To this text Shakespeare constantly recurs, and he bestows on it all his fertile resources of illustration. The reiterated exposition by Shakespeare of the hollowness of kingly ceremony is a notable feature of his political sentiment The dramatist's independent analysis of the quiddity of kingship is, indeed, alike in manner and matter, a startling contribution to sixteenth century speculation. In manner it is worthy of Shakespeare's genius at its highest. In matter it is for its day revolutionary rationalism. It defies a popular doctrine, held almost universally by Shakespeare's contemporary fellow-countrymen, that royalty is divine and under God's special protection, that the gorgeous ceremony of the throne reflects a heavenly attribute, and that the king is the pampered favourite of heaven.

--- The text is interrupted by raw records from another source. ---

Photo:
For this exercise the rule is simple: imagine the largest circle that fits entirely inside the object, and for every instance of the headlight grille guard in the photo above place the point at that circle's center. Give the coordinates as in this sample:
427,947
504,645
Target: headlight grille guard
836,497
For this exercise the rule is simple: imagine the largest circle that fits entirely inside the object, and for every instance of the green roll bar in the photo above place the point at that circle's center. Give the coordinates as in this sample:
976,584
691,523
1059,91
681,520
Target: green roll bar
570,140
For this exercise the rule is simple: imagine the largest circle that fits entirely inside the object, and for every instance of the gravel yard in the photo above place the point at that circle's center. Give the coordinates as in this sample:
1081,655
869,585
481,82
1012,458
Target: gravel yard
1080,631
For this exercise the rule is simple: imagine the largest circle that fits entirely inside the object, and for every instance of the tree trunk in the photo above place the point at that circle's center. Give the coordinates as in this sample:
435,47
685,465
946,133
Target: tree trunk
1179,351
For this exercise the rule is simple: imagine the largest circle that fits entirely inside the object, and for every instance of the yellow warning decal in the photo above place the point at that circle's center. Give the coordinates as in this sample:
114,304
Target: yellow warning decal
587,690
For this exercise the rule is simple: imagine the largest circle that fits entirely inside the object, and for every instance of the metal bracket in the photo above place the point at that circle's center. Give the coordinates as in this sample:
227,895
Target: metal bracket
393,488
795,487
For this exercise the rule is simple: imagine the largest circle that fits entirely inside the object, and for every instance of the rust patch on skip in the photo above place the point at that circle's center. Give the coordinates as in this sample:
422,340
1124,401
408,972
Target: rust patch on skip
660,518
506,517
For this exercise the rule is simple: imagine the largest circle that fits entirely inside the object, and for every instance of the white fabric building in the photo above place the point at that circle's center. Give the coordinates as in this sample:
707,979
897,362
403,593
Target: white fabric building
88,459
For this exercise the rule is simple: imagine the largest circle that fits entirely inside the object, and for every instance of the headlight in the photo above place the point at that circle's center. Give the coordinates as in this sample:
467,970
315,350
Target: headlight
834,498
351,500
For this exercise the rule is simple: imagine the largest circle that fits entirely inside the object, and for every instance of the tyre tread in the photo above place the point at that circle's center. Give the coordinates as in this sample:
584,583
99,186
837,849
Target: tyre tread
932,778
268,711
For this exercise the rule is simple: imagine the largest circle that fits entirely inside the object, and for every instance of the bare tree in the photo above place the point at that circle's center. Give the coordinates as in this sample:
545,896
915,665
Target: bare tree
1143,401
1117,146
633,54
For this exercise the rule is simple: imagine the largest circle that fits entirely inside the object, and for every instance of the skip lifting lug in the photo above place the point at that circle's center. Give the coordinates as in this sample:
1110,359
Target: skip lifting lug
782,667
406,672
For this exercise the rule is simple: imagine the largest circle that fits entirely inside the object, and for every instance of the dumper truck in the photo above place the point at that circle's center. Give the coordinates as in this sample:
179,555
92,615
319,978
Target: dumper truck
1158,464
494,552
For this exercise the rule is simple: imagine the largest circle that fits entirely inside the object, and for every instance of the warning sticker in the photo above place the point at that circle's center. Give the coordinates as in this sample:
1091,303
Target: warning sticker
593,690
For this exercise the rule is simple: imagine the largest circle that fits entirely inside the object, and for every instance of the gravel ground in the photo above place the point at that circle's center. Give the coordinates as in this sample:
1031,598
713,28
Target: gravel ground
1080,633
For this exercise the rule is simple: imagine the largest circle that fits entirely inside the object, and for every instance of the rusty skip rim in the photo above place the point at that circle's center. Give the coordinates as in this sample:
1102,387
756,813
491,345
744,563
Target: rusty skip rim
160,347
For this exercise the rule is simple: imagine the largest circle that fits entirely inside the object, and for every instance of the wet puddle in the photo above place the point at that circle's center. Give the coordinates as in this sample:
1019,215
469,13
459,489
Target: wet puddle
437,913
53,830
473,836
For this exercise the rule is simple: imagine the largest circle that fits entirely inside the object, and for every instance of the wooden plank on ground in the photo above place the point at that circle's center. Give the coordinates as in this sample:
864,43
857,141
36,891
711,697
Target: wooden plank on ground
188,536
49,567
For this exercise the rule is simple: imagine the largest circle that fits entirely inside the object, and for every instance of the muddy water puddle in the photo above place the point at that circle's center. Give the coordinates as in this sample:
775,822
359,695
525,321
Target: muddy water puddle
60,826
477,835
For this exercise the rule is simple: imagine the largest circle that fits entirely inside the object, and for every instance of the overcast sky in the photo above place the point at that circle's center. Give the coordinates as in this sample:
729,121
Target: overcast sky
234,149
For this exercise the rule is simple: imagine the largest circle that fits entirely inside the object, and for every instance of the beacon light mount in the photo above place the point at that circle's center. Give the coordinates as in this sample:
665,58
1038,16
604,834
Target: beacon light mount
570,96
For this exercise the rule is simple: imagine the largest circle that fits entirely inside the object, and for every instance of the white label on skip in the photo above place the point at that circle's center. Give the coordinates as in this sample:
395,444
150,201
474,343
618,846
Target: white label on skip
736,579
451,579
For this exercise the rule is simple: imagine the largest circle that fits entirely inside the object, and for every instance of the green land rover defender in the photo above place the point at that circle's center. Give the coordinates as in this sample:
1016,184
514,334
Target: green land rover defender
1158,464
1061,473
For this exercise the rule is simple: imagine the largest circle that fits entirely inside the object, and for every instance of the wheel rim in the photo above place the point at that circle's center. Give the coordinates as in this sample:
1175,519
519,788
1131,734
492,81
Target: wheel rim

Bacon defined a king with slender qualifications, as "a mortal god on earth unto whom the living God has lent his own name." Shakespeare was well acquainted with this accepted doctrine. He often gives dramatic definition of it. He declines to admit its soundness. Wherever he quotes it, he adds an ironical comment, which was calculated to perturb the orthodox royalist. Having argued that the day-labourer or the shepherd is far happier than a king, he logically refuses to admit that the monarch is protected by God from any of the ills of mortality. Richard II. may assert that "the hand of God alone, and no hand of blood or bone" can rob him of the sacred handle of his sceptre. But the catastrophe of the play demonstrates that that theft is entirely within human scope. The king is barbarously murdered. In Hamlet the graceless usurping uncle declares that "such divinity doth hedge a king," that treason cannot endanger his life. But the speaker is run through the body very soon after the brag escapes his lips.